Congressional hearings show the mistakes on the final days of the US-Afghan strategic pullout.
Two days of congressional testimony by the Pentagon’s senior leadership lay bare the mistakes of the US’s final days in Kabul, and gave Republicans opportunities to pin the disaster on Joe Biden.
The hearings are important for what they revealed on the US’s futility in Afghanistan, and are convenient to judge the failures there by three previous presidents and the incumbent. But for many members of Congress, the real action is a complex tangle of pending budgetary legislation, together with yet other crises.
Prior to the hearings, there was speculation about how harshly Milley would be grilled for potentially embarrassing details about his telephone conversations with his Chinese counterpart. They discussed the possibility that then-president Donald Trump may provoke a military confrontation with China in the last days of his presidency.

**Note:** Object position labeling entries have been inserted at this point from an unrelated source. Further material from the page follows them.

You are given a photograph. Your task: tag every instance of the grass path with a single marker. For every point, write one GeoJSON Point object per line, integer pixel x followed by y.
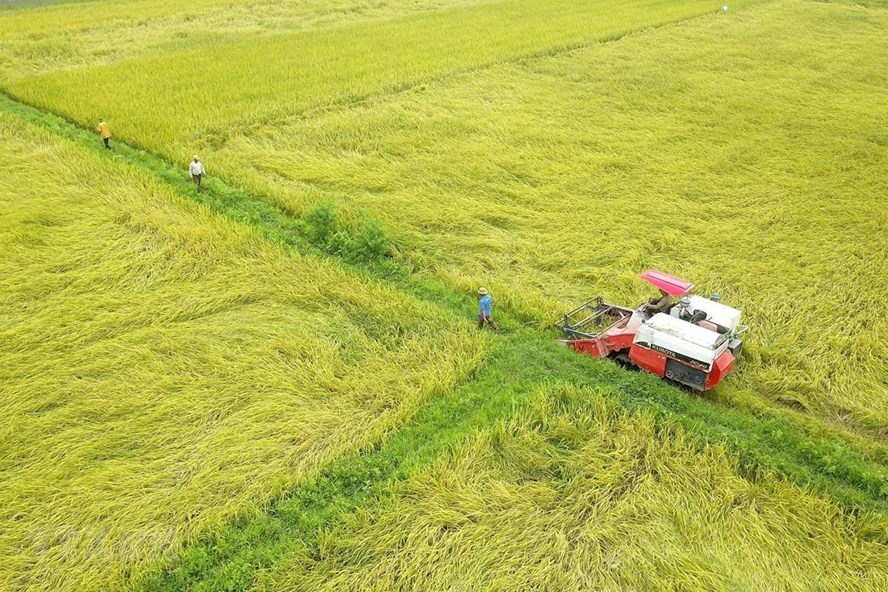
{"type": "Point", "coordinates": [849, 469]}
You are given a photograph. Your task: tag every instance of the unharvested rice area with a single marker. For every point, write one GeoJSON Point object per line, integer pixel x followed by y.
{"type": "Point", "coordinates": [105, 31]}
{"type": "Point", "coordinates": [746, 152]}
{"type": "Point", "coordinates": [196, 98]}
{"type": "Point", "coordinates": [576, 495]}
{"type": "Point", "coordinates": [164, 370]}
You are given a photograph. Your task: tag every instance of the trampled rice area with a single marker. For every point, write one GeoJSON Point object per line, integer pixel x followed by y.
{"type": "Point", "coordinates": [573, 495]}
{"type": "Point", "coordinates": [165, 370]}
{"type": "Point", "coordinates": [741, 150]}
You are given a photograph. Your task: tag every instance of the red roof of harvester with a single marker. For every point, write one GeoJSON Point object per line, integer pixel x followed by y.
{"type": "Point", "coordinates": [672, 285]}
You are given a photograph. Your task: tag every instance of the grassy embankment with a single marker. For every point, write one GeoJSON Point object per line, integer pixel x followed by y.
{"type": "Point", "coordinates": [165, 370]}
{"type": "Point", "coordinates": [740, 150]}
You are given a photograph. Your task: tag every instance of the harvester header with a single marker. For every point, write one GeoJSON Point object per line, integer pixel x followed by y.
{"type": "Point", "coordinates": [693, 342]}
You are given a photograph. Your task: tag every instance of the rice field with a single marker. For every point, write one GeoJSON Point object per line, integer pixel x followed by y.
{"type": "Point", "coordinates": [165, 370]}
{"type": "Point", "coordinates": [744, 153]}
{"type": "Point", "coordinates": [741, 150]}
{"type": "Point", "coordinates": [168, 373]}
{"type": "Point", "coordinates": [576, 495]}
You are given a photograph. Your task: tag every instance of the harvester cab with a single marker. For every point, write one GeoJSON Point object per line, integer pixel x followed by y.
{"type": "Point", "coordinates": [696, 354]}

By contrast, Democrats attempted to lead the conversation to the mishaps of the preceding two decades, then to Donald Trump’s ill-conceived accord with the Taliban in February 2020 and the constraints that agreement placed upon his successor.Republicans were eager to make Biden the only guilty party. He had withdrawn the remaining troops, didn’t keep a US presence at Bagram Airbase and caused the initial chaos at the evacuation airport.

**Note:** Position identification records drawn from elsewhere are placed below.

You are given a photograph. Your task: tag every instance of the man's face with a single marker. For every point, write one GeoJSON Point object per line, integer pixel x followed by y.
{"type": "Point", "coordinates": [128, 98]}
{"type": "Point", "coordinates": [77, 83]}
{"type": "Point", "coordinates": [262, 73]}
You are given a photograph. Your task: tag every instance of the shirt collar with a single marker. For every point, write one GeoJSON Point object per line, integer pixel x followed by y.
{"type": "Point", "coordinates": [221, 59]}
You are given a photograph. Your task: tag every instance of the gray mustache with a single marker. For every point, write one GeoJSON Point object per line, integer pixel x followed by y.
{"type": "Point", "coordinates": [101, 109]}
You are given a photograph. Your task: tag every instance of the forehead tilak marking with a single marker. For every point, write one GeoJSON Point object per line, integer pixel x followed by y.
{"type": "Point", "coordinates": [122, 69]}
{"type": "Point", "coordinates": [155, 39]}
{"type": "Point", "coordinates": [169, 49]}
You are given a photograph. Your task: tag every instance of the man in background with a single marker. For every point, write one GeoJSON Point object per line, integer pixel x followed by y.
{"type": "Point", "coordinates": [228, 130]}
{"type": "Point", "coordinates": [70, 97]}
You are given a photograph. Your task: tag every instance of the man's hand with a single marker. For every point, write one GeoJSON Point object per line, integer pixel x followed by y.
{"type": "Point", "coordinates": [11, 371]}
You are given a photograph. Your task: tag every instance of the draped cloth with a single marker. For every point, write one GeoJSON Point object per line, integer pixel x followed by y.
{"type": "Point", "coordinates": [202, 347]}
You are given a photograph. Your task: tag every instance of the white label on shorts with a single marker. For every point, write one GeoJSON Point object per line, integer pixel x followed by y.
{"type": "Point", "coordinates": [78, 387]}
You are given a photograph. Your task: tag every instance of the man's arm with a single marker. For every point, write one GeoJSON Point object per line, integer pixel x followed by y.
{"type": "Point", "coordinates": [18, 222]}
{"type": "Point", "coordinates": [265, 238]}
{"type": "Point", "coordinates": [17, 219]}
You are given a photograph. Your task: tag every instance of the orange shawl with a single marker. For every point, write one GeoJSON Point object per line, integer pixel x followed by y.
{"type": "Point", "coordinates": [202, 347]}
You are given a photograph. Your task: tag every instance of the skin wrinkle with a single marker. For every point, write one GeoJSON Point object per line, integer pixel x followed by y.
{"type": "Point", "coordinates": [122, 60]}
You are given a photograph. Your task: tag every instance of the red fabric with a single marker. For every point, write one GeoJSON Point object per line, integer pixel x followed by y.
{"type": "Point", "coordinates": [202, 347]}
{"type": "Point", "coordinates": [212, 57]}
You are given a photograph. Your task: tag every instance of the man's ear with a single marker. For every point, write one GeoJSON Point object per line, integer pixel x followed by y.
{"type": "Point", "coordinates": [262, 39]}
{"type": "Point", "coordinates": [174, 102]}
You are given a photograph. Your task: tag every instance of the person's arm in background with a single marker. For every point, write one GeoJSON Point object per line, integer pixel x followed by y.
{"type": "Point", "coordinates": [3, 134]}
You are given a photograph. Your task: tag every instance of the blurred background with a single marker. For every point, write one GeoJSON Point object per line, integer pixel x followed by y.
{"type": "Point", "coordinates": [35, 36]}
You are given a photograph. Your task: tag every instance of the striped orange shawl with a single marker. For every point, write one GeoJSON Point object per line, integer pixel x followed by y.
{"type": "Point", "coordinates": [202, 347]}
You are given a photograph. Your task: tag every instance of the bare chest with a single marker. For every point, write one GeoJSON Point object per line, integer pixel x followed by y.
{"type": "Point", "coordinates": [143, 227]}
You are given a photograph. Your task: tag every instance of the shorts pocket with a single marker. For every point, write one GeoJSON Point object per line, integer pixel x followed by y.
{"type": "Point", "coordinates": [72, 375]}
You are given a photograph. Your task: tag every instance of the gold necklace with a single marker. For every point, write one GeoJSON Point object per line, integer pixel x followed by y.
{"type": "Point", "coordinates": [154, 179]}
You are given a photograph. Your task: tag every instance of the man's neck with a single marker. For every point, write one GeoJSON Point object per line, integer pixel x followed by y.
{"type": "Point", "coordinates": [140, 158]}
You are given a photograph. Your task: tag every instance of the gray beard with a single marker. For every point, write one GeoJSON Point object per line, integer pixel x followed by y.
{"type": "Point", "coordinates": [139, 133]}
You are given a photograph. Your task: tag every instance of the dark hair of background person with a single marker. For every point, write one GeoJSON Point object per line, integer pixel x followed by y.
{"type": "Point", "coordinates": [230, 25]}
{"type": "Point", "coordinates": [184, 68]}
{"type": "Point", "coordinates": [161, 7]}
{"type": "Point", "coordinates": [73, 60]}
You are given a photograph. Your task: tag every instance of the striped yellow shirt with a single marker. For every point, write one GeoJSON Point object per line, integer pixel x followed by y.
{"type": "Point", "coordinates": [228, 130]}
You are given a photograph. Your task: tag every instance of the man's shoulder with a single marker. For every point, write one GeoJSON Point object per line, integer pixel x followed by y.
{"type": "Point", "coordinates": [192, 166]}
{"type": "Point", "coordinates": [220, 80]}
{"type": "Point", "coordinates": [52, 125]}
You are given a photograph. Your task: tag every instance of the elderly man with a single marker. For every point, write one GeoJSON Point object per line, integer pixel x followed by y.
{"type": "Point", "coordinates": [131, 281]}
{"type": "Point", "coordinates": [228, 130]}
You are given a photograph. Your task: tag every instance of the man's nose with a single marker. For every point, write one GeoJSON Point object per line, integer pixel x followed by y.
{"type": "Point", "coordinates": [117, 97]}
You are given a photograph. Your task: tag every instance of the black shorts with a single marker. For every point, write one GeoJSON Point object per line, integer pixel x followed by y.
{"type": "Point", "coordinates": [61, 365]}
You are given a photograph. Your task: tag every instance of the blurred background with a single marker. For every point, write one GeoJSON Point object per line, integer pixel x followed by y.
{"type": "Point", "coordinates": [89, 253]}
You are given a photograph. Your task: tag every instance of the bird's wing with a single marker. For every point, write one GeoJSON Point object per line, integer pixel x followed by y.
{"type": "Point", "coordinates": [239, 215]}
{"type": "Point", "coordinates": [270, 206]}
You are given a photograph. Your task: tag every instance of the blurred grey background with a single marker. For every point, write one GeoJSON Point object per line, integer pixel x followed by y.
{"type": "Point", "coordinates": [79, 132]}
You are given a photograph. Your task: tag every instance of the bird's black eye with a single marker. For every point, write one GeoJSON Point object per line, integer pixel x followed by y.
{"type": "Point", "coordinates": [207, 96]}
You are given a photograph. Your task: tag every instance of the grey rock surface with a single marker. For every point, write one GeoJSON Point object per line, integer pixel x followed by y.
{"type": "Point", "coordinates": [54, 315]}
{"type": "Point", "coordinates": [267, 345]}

Looking back over two days of testimony, it was the voice of Washington Post columnist-at-large, Robin Givhan, that seemed to find the right texture. She wrote: “…After 20 years, it’s hard to know who to believe about why things went so terribly wrong in Afghanistan. The military men had wanted to leave about 2,500 US troops on the ground. McKenzie and Milley had given President Biden their best advice.